4 Stars
America First wanted us to stay out of World War II.
The history books don’t look kindly on America First, but there were a lot of America Firsters and their point of view was pretty darn reasonable.
They looked back at WWI with suspicion, anger, and regret. The most knowledgeable America Firsters knew that we fought Germany because American millionaires had lent money to Great Britain and France and wanted to be paid back. The masses just knew that the Germans weren’t our enemies and yet five million American men were sent to Europe to crush them.
After Pearl Harbor, getting America Firsters to agree to turn against Japan was easy enough. Still, Germany hadn’t attacked us. People needed to be convinced that this wasn’t just another war of choice against an innocent faraway German empire to protect banking interests.
Appropriately, three Jewish guys (Philip Epstein, Julius Epstein, and Howard Koch) wrote “Casablanca” – a perfect propaganda film that demonstrates that the Nazis are fundamentally more terrible than the Germans we fought in World War I.
The story takes place in early 1942. Europeans with money and connections were making their way to America by any means necessary. An important stop on the path to freedom was French Morocco. Soon Casablanca was a cosmopolitan city, teeming with desperate refugees looking for Visas.
The cultural center of immigrant culture in Casablanca is Rick’s Café Americain. Every night at Rick’s, there’s music and booze. And there’s also illegal gambling, French Underground organizing, and black-market Visa transactions. Rick (Humphrey Bogart) gets away with it because he’s honestly neutral and because the local police captain has a raging crush on him.
The story heats up when Nazis come to town. They are on the trail of eloquent resistance writer Victor Laszlo. And Laszlo’s beautiful wife (Ingrid Bergman) happens to be Rick’s ex-girlfriend.

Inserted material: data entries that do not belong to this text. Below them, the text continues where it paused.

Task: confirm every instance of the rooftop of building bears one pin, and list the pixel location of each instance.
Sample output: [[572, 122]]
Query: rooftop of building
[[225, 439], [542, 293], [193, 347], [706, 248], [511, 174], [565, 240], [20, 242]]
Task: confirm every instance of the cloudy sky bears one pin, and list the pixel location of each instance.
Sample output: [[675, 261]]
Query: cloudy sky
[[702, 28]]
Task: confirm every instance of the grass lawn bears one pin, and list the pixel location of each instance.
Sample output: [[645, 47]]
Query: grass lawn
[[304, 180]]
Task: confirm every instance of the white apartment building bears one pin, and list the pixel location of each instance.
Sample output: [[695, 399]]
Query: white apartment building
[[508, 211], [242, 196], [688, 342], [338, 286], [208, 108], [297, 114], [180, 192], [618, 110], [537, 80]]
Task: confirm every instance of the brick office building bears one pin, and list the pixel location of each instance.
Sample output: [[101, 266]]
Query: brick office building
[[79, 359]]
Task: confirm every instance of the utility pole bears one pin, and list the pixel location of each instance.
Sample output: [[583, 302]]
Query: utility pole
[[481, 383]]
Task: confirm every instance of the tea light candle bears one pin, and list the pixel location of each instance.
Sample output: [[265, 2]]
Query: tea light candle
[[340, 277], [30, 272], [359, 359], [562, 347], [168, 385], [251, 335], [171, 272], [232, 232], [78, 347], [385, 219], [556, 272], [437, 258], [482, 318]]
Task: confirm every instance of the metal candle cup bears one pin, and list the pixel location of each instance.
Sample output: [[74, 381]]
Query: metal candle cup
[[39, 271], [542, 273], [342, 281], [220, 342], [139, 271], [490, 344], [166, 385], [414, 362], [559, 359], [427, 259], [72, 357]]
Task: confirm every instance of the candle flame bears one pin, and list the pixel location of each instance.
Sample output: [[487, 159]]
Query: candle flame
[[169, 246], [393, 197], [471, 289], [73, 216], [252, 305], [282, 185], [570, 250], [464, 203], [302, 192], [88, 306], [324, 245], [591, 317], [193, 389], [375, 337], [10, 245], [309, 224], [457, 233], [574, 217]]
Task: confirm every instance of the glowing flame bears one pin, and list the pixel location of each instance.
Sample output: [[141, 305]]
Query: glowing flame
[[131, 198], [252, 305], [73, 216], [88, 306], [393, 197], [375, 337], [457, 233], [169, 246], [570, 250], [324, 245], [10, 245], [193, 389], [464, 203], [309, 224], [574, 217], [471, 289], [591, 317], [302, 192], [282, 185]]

This is not a perfect movie. The love triangle doesn’t have a lot of passion. And we never believe that the milquetoast dude who plays Laszlo is a fearless freedom fighter who just escaped from a Nazi death camp.
The heart of “Casablanca” and the secret to its timelessness is the sophisticated, hilarious performance by Claude Raines as Captain Louis Renault.
Captain Renault is a greedy, selfish, lustful bisexual. He cooperates with his German bosses and makes no apology for doing so.
In Captain Renault, we can glimpse the future of male characters in American entertainment. The era of the Man’s Man – the Humphrey Bogart type – was slowly drawing to a close. We can’t relate to guys like that, anyway.
The legendary characters of the future were to be more like Captain Renault – more villain than hero, smarter than they are handsome – and yet easy to root for. Without Renault there would be no Tony Soprano, Stewie Griffin, or Eric Cartman.
The ending of “Casablanca” is perfectly written propaganda. Rick and Renault both come to the conclusion that the only cause more important than their own desires is the urgent need to kill Nazis. On that foggy runway in Morocco, the America First movement was defeated. And the Third Reich was certain to follow.